I don't get why everyone is hellbent on getting LLMs to perform fact checking.

This is not the technology for it. Sure it might sorta kinda work in some circumstances. That doesn't make it a good fit.

Think of it like buying a refrigerator for storing clothes.

Nietzsche might say this is not the fantasy of truth, but of comfort. The Last Man wants a machine to say 'fact wrong' or 'fact right' so the abyss of no ultimate truth can be made small enough to sleep beside.

Imagine the dystopian future where your freedom depends on convincing a panel of AI judges that you are innocent.

I assume you'd have access to AI lawyers too, better ones if you can pay for larger/newer models! Meanwhile the judges are N year old models because they are state funded, and they work 'fine'.

People ask questions to get answers. For me, it feels quite important? Especially when search engines start to push them?

Just because it is important for the use case does not mean we can make it work. It's a pretty well known fundamental limitation of the technology. No amount of elbow grease will get it there.

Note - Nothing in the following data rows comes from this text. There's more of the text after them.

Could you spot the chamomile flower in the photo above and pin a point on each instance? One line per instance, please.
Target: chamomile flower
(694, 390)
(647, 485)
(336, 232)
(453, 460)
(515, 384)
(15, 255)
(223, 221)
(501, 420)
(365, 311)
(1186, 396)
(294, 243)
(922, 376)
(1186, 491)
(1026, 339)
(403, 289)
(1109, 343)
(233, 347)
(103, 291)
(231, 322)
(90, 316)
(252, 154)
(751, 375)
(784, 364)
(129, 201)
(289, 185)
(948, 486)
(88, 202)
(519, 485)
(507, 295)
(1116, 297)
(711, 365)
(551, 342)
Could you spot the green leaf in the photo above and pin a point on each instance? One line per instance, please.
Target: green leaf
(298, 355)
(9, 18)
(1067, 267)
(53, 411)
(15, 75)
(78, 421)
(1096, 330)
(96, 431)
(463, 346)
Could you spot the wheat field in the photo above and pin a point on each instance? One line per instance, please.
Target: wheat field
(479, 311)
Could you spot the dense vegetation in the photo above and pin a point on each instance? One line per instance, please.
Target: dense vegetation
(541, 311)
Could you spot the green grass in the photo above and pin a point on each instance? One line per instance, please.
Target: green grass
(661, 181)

There's an interesting tradeoff here, a year or two ago maybe it got facts right 50% of the time. Everyone knew not to rely on it.

Now, suppose we are 90% of the way there, only technically proficient people would know not to trust it. (like not adding Internet Explorer toolbars! Or remembering to use ad blockers..)

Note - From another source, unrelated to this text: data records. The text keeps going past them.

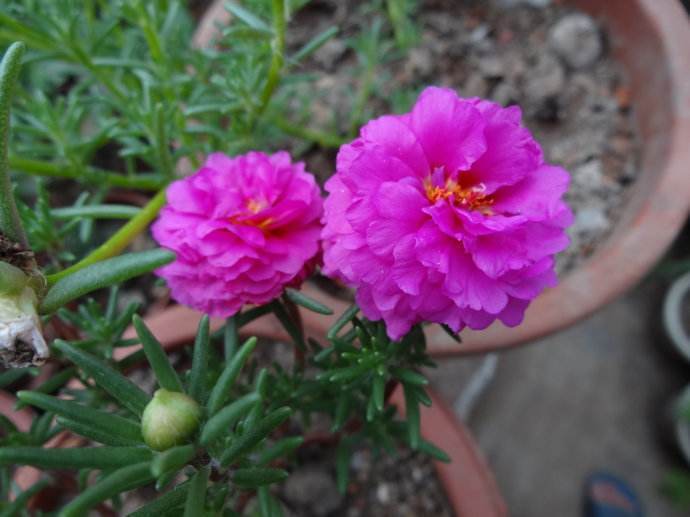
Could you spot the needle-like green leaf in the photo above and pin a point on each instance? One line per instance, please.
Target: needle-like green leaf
(106, 377)
(197, 377)
(77, 458)
(100, 421)
(221, 390)
(103, 274)
(226, 417)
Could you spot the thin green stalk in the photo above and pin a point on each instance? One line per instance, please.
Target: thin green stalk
(321, 138)
(278, 54)
(10, 223)
(144, 181)
(96, 212)
(362, 97)
(165, 161)
(120, 240)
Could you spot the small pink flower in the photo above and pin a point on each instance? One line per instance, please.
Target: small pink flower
(242, 228)
(445, 214)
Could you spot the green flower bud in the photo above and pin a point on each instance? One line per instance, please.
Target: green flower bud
(169, 419)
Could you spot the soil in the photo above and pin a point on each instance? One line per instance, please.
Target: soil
(404, 485)
(549, 59)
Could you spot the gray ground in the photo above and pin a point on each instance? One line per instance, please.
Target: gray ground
(591, 397)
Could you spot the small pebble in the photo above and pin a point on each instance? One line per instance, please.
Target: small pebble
(383, 493)
(577, 40)
(314, 487)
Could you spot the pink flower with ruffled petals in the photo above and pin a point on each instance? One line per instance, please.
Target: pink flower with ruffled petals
(445, 214)
(243, 228)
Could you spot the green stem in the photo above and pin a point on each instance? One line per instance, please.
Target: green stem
(362, 97)
(96, 212)
(323, 139)
(143, 181)
(277, 56)
(120, 239)
(10, 223)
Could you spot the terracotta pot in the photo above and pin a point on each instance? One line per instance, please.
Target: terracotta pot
(467, 479)
(674, 316)
(651, 39)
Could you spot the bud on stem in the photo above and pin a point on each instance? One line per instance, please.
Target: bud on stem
(170, 419)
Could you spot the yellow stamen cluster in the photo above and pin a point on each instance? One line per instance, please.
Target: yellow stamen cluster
(472, 198)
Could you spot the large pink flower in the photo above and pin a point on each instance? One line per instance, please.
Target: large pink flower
(445, 214)
(243, 228)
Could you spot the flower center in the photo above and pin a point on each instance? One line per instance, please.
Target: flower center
(251, 218)
(471, 198)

A few years later, suppose we have spend a lot of money and effort getting it 99% of the way there, trusting it would be somewhat natural by then. And then for the important 1% of the situations, it would stand to cause real harm. 1% seems low, but for a million invocations, you'd have 10000 mistakes.

Your progression is basically the exact same progression as things like Wikipedia, and web search in ggeneral. So, I guess we dont need to hypothesis. Just look around and see how its played out.

How many people take the first result on Google as gospel when looking things up?

Google search and Wikipedia both started out being fairly reliable to their source of truth.

Google pretty much guaranteed that their top results were relevant to the search query. And wikipedia had an army of people making sure everything was backed up by the references.

Crucially, neither claimed to be an arbiter of truth.

But people use it for that. So what's your point?

It's a marketing failure (or success, depending on how you see it).

AI is pretty useful for a great many things, but to really attract more and more investment the current technique seems to be convincing people that AI is useful for everything.

You're probably right, but since Google Search displays an AI-generated answer as the first result, most people end up using this feature more often than they originally intended. It's there now, and it will likely replace traditional search for the general public. Not entirely, but perhaps to a large extent.

Edit: corrected bad spelling with AI XD

Search and fact checking are different problems though.

LLMs are pretty decent at 'search' given the inherent knowledge compression, and some amount of inaccuracy is fine.